(2)路面電車(Street Car)
シアトルの路面電車は1884年の馬車鉄道開業に始まり,近郊都市まで含めて路線が発達していましたが,第2次世界大戦後のモータリゼーションにより線路が取り払われてしまいました.しかし市内の渋滞が激しくなるにつれてエコブームの機運も高まり,2007年12月12日にダウンタウン中心部のWestlake Hub駅と北部の海沿いのFairview & Campus Drive駅間1.3マイル(2km)が開業しました.複線で全部で11の駅があり,途中別々の道路を走る単線区間があります.実際は2駅間の往復ですが全線がループという考え方で運行されているので,終点から折返線に向かう際に乗車していても問題なく,乗務員が車内を歩いて運転台を移動するのを見ていてOKです.
切符は停留所の販売機で購入しますが,刻印時刻から1時間$2.50というシステムで,この間は乗り降り自由となっています.この販売機は武骨な外観で屋根がないため,まともに動作するか心配でしたが,ちゃんとクレジットカードが使えたのはさすがアメリカでした.

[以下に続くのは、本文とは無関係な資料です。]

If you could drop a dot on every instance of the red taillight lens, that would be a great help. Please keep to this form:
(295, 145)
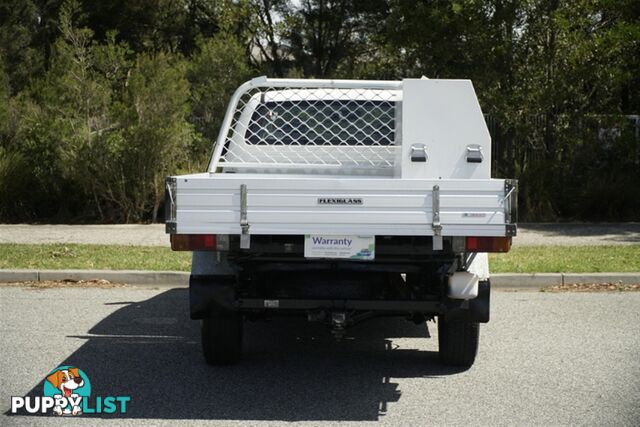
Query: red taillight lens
(193, 242)
(488, 244)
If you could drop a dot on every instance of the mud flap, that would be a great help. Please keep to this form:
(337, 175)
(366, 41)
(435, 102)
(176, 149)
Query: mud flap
(211, 296)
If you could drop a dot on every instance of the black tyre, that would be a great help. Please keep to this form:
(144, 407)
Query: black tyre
(222, 339)
(458, 342)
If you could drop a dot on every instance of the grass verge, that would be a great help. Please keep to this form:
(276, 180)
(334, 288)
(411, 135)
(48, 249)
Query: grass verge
(527, 259)
(567, 259)
(92, 257)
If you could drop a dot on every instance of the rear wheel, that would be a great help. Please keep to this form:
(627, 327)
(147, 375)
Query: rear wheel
(222, 339)
(458, 342)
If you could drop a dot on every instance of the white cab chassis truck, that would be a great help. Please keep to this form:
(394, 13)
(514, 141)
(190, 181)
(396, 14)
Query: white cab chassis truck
(341, 200)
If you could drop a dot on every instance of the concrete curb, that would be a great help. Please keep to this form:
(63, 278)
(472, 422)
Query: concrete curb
(181, 279)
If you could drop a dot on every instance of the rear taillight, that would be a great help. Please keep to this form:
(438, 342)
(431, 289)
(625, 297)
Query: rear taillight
(197, 242)
(488, 244)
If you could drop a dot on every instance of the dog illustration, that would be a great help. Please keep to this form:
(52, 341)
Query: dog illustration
(66, 380)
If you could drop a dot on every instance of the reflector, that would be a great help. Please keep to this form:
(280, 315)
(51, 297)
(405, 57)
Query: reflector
(488, 244)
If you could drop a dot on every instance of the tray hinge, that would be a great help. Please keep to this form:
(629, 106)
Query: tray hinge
(435, 225)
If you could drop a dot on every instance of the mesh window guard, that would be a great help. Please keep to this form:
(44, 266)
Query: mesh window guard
(311, 125)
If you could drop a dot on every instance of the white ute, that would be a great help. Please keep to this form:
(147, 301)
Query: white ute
(341, 200)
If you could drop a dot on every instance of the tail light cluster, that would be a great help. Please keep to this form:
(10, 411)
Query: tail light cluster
(199, 242)
(488, 244)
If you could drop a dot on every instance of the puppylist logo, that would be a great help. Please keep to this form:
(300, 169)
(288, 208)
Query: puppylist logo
(67, 391)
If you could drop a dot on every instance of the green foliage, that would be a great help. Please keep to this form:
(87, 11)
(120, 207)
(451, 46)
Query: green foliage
(215, 71)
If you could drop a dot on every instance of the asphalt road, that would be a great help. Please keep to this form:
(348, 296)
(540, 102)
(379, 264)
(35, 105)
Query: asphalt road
(154, 234)
(544, 359)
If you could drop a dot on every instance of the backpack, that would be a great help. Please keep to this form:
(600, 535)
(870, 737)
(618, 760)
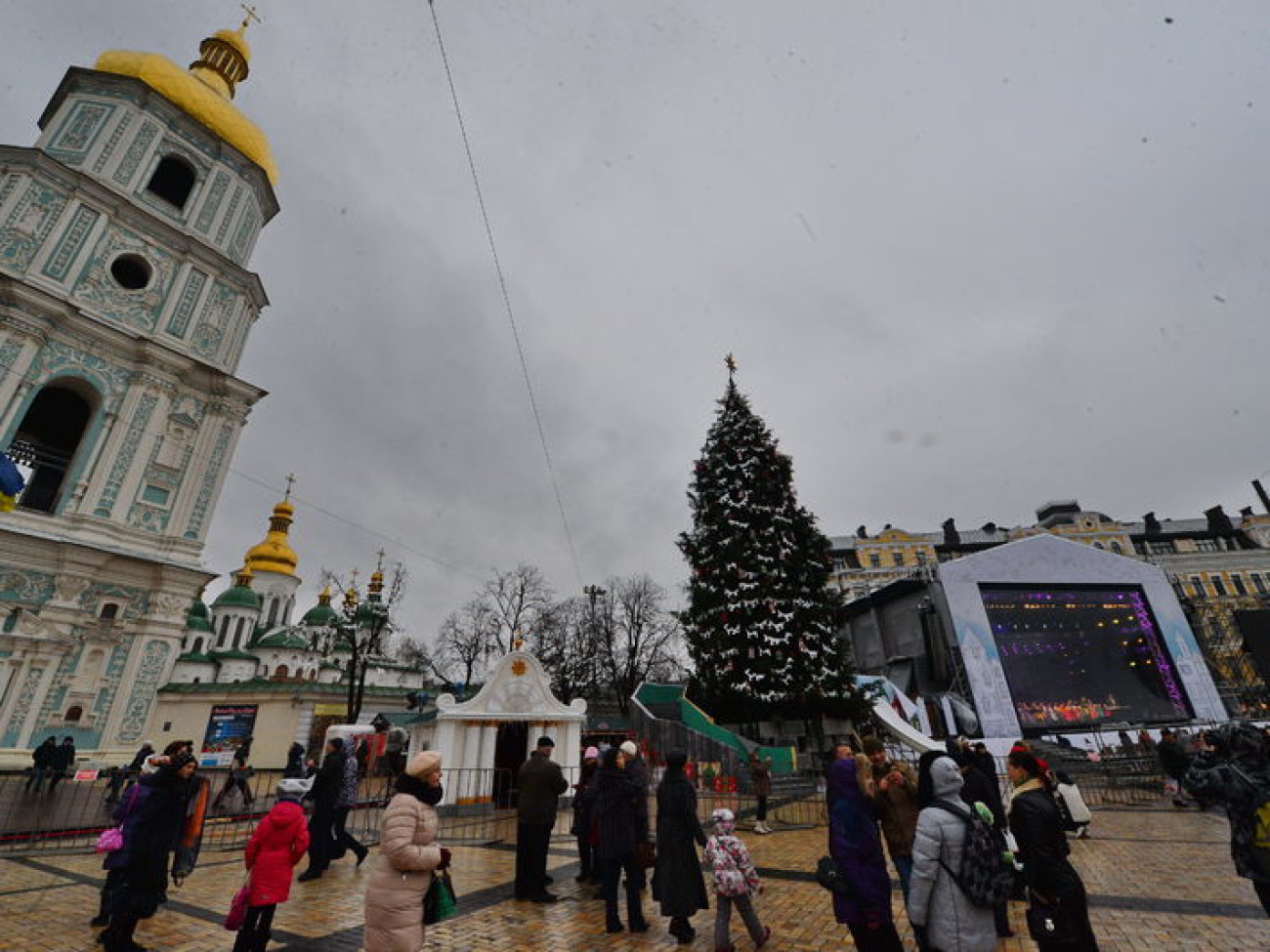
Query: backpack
(1260, 851)
(829, 876)
(985, 877)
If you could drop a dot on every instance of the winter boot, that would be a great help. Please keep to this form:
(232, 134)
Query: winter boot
(613, 921)
(634, 910)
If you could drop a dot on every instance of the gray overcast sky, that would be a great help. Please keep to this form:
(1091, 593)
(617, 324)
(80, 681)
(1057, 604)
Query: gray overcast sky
(969, 255)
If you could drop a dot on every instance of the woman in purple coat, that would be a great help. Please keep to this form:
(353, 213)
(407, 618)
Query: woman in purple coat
(856, 847)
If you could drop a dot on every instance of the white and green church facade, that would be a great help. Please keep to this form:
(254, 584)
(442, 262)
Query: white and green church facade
(126, 301)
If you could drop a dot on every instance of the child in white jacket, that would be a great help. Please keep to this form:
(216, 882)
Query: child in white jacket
(735, 880)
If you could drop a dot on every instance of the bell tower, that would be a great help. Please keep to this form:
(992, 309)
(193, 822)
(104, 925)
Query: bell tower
(126, 301)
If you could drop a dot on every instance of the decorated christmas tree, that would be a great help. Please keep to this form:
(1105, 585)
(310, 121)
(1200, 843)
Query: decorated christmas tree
(760, 622)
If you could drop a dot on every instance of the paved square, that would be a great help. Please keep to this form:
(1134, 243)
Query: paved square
(1159, 879)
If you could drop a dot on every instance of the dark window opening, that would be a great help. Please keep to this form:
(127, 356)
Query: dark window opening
(132, 271)
(173, 181)
(46, 443)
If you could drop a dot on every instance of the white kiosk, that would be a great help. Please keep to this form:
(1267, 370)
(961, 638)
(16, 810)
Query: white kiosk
(484, 740)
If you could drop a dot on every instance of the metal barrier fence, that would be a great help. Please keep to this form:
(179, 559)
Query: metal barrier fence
(481, 805)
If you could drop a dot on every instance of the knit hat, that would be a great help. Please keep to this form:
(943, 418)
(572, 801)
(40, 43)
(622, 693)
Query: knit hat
(423, 763)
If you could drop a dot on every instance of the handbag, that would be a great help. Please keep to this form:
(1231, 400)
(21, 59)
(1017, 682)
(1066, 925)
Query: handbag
(1049, 922)
(829, 876)
(109, 841)
(646, 853)
(236, 915)
(439, 901)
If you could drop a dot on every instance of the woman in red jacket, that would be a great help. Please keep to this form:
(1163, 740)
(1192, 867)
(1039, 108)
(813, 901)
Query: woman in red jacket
(278, 843)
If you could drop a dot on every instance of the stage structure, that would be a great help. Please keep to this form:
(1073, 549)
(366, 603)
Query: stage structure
(1055, 635)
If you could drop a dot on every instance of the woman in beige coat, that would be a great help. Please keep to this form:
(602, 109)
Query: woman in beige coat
(394, 896)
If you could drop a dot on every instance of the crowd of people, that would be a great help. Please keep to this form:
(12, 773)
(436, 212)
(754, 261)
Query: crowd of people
(931, 821)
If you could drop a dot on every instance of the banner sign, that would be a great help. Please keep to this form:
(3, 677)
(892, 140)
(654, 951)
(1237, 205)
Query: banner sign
(228, 726)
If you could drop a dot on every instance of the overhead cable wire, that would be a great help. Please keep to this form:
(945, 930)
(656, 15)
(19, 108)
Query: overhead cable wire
(507, 299)
(300, 500)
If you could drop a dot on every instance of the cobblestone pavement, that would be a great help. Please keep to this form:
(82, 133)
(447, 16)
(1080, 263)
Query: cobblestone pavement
(1159, 880)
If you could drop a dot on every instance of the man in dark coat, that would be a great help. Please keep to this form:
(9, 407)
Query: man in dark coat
(321, 824)
(41, 763)
(677, 881)
(63, 762)
(540, 785)
(1235, 770)
(153, 839)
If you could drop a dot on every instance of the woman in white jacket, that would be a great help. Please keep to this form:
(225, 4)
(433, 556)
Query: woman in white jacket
(941, 914)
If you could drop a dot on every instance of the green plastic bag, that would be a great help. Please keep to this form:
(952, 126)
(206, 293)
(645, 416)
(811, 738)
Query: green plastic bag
(439, 901)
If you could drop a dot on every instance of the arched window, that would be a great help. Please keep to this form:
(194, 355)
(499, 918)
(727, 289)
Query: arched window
(173, 181)
(46, 442)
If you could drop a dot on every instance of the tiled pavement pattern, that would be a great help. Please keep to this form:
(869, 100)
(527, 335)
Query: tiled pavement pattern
(1159, 880)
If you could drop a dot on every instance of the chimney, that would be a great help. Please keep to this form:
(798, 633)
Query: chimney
(1218, 521)
(1261, 494)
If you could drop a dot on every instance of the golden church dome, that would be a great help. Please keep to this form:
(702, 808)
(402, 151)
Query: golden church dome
(275, 554)
(202, 92)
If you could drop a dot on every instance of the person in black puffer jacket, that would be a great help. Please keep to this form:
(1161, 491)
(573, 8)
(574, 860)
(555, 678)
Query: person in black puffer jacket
(1233, 770)
(328, 786)
(616, 819)
(1037, 826)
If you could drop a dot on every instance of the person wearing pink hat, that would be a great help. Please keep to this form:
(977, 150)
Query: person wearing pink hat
(584, 791)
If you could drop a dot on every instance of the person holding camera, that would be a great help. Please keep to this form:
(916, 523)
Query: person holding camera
(1233, 769)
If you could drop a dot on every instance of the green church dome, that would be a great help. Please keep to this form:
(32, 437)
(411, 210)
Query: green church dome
(198, 617)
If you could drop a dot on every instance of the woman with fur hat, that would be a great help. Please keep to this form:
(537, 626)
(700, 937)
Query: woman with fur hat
(856, 847)
(409, 855)
(275, 849)
(168, 824)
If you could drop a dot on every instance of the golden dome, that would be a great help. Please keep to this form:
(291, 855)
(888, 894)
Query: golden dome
(275, 554)
(202, 92)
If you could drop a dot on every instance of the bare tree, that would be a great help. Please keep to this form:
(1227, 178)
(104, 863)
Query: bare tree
(426, 659)
(567, 645)
(520, 600)
(639, 638)
(466, 639)
(364, 627)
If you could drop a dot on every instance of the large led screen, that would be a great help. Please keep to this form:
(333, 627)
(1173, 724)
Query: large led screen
(1080, 656)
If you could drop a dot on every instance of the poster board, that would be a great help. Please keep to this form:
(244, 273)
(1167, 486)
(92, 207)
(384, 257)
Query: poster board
(228, 726)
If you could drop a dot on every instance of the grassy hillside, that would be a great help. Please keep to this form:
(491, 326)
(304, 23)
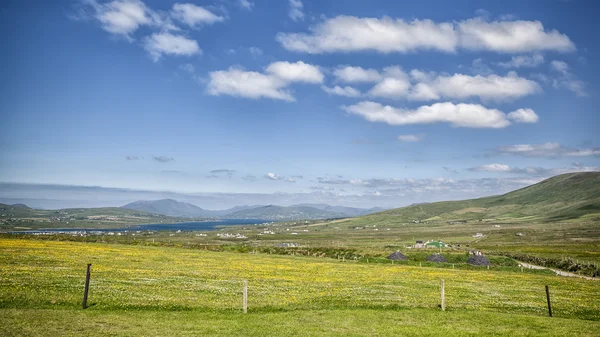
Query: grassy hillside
(167, 207)
(563, 197)
(19, 217)
(139, 289)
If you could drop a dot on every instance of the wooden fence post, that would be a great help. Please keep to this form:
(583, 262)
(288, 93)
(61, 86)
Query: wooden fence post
(548, 299)
(443, 296)
(87, 286)
(245, 296)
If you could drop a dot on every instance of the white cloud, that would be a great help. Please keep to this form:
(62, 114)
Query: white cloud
(567, 80)
(410, 138)
(523, 116)
(346, 91)
(460, 86)
(255, 51)
(273, 176)
(386, 35)
(193, 15)
(295, 12)
(272, 84)
(549, 150)
(523, 61)
(123, 17)
(296, 72)
(395, 84)
(534, 170)
(511, 36)
(159, 44)
(249, 84)
(492, 168)
(350, 74)
(460, 115)
(560, 66)
(245, 4)
(189, 68)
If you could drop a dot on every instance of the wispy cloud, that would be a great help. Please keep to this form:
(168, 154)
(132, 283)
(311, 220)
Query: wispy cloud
(223, 172)
(162, 159)
(523, 61)
(549, 150)
(193, 15)
(296, 12)
(534, 170)
(160, 44)
(567, 80)
(411, 138)
(246, 4)
(386, 35)
(272, 83)
(460, 115)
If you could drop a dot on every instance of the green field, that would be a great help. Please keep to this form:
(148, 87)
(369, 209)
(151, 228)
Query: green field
(42, 281)
(335, 280)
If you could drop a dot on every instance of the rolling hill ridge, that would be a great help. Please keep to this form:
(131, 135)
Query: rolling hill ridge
(563, 197)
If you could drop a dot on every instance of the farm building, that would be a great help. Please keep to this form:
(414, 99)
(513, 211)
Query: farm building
(435, 244)
(397, 256)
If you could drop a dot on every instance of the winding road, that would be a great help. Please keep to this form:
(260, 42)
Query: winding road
(557, 271)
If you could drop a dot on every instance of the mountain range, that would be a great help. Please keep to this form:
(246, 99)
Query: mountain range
(173, 207)
(560, 198)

車両は1990年創立のチェコ・イネコン(INEKON)社製のTorio-12型を使用しており,今風の低床3連節車体の路面電車です.同社HP(イネコン社HP)から主要スペックを拾うと,全長20.13m,幅2.46m,空車質量26t,最高時速70km/h,電動機90kW×4等々となっています.車両の色はさまざまで,赤,緑,青,紫等が確認できました.最新の車両だけに乗り心地が抜群だったのと,お年寄りに席を譲る人々の振る舞いが実に自然で感心しました.現在の路線は市中心部より北側のみですが,路線拡張が計画されており,このうち南部のFirst Hill路線が2013年に開業予定となっています.